Professor: Dr. Michael N. Huhns, Room 3A41, 777-5921, (786-2686 home), huhns@sc.edu
This course will present the current state of research in strategies for enterprise-access to data for decision support and knowledge discovery. The course will cover both research and industrial practice in business intelligence, spanning the following three processes:
- Data Warehousing – extracting, cleaning, and organizing data from transactional databases
- Data Mining – taking warehouse data and extracting patterns and relationships
- Decision Support – taking the patterns extracted from the data and making management decisions
In addition to normal lectures by the professor, the course will include student presentations of assigned topics. Use of a PC to develop and use databases and analyze data is required.
Texts:
OLAP Solutions: Building Multidimensional Information Systems, Erik Thomsen, John Wiley & Sons, Inc., 1997. (ISBN 0-471-14931-4)
Microsoft Data Warehousing, Robert S. Craig, Joseph A. Vivona, and David Bercovitch, John Wiley & Sons, Inc., 1999. (ISBN 0-471-32761-1)
Introduction to Data Mining, Hand, Mannila, and Smyth, MIT Press, Cambridge, MA, 2000. (We will have a preprint version of this.)

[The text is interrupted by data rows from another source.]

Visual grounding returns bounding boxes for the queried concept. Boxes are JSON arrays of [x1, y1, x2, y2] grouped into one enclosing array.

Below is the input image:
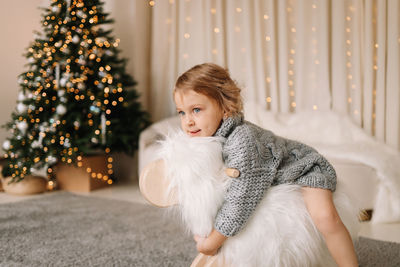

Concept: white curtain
[[147, 0, 399, 150]]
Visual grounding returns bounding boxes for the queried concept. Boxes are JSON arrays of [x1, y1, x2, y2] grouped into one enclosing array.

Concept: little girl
[[173, 63, 358, 266]]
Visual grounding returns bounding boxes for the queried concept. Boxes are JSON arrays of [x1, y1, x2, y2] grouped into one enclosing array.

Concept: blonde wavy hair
[[174, 63, 243, 117]]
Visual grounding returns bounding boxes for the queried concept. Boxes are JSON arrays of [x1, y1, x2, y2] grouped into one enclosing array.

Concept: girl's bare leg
[[302, 187, 358, 267]]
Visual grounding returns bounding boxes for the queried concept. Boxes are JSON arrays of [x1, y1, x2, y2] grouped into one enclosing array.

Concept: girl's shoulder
[[224, 120, 277, 150], [229, 120, 276, 140]]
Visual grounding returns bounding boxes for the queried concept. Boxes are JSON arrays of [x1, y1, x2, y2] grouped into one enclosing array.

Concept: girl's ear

The texts will be supplemented with assigned research papers.
Course Outline
- (One week) Introduction: trends in information systems
- Definition and motivations for data warehouses
- (Two weeks) Principles of Data Warehousing
- Types of data
- Conceptual architectures
- Design techniques and logical architectures
- Dimensional modeling
- Star and snowflake schemas (Slides)
- Temporal and spatial dimensions of data
- (Three weeks) Creating a Data Warehouse
- Data capture
- Replication
- Data cleaning
- (One week) Metadata, Ontologies, and Registries
- (One week) Introduction to Tasks of Data Mining
- (Two weeks) Statistical Evaluation of Data
- Parametric and nonparametric models
- Estimation
- Variance and bias
- (One week) Data Preparation: segmentation, outliers, and training sets
- (One week) Data Reduction
- (Two weeks) Data Modeling and Prediction
- Classification: regression, similarity, Bayesian, decision trees, and neural nets
- Clustering: hierarchical and nonhierarchical
- (Throughout the course) Case Studies
Grading
30% Approximately 10 problem sets and programming assignments
10% Analysis and presentation of research paper or experimental project
30% Midterm exam
30% Final exam